The highest rates for condition-specific unadjusted 30-day readmissions were for admissions for anemia or neutropenia (22.5 percent), ventricular shunt procedures (18.1 percent), and sickle cell anemia crisis (16.9 percent). For each condition-specific admission, 27.3 percent to 86.2 percent of readmissions were for a diagnosis involving the same organ system or a related etiology as the index admission. According to the authors, “For 9 of 10 index admission diagnoses, the most common readmission diagnosis was the same as the index diagnosis. Sickle cell had the highest percentage of readmissions (79.4 percent) that were for the same diagnosis as the index admission.”

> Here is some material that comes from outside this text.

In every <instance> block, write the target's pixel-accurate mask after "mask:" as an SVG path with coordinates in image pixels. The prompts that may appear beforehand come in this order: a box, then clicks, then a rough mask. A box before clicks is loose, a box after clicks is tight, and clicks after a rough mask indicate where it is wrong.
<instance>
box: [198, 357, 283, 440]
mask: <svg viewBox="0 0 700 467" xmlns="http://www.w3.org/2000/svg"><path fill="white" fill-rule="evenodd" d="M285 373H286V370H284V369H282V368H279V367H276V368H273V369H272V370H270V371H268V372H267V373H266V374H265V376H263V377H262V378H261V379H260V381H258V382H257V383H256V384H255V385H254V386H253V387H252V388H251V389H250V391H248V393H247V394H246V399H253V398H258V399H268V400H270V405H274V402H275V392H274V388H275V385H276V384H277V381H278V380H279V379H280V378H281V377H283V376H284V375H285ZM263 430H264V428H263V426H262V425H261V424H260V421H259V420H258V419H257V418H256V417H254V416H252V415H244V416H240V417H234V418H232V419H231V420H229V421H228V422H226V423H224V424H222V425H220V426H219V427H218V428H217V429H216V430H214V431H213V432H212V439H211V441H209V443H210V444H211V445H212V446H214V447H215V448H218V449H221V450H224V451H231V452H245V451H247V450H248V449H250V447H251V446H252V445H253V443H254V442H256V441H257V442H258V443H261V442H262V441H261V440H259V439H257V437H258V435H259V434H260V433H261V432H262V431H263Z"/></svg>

“… we found substantial readmission rate variation across children’s hospitals that remained after controlling for patient age and chronic conditions. If hospitals with the highest readmission rates in this study were able to achieve the rates of the best performing hospitals, then the overall count of readmissions would be much smaller. It is possible that the distribution of pediatric readmission rates in this study could help hospitals interpret their own performance, identify target conditions for quality improvement, and determine whether an examination of the causes of their readmissions would be useful,” the authors write.
(JAMA. 2013;309(4):372-380; Available pre-embargo to the media at http://media.jamanetwork.com)
Editor’s Note: Funding was provided by the Agency for Healthcare Research and Quality. Dr. Berry was supported by the Eunice Kennedy Shriver National Institute of Child Health and Human Development. All authors have completed and submitted the ICMJE Form for Disclosure of Potential Conflicts of Interest and none were reported.
Editorial: Pediatric Readmissions as a Hospital Quality Measure
Rajendu Srivastava, M.D., F.R.C.P.C., M.P.H., of the University of Utah Health Sciences Center, Salt Lake City, and Ron Keren, M.D., M.P.H., of the University of Pennsylvania School of Medicine, Philadelphia, comment on the findings of this study in an accompanying editorial.
“More research is needed to understand to what extent pediatric readmissions are due to poor adherence to evidence-based best practices as opposed to patient and family resources and capabilities or some combination. Given that the overall rate of pediatric readmissions is 6.5 percent, clinicians, researchers, and policy makers will need to focus their efforts on conditions and patient characteristics associated with the highest baseline rate of readmissions and the greatest variation in rates across hospitals. A reasonable place to start would be with children with medical complexity who experience frequent hospitalizations and readmissions. Research needs to better determine how many readmissions are due to poor hospital quality of care vs. other reasons for readmissions and how many are preventable.”
(JAMA. 2013;309(4):396-398; Available pre-embargo to the media at http://media.jamanetwork.com)
Editor’s Note: Please see the article for additional information, including financial disclosures, funding and support, etc.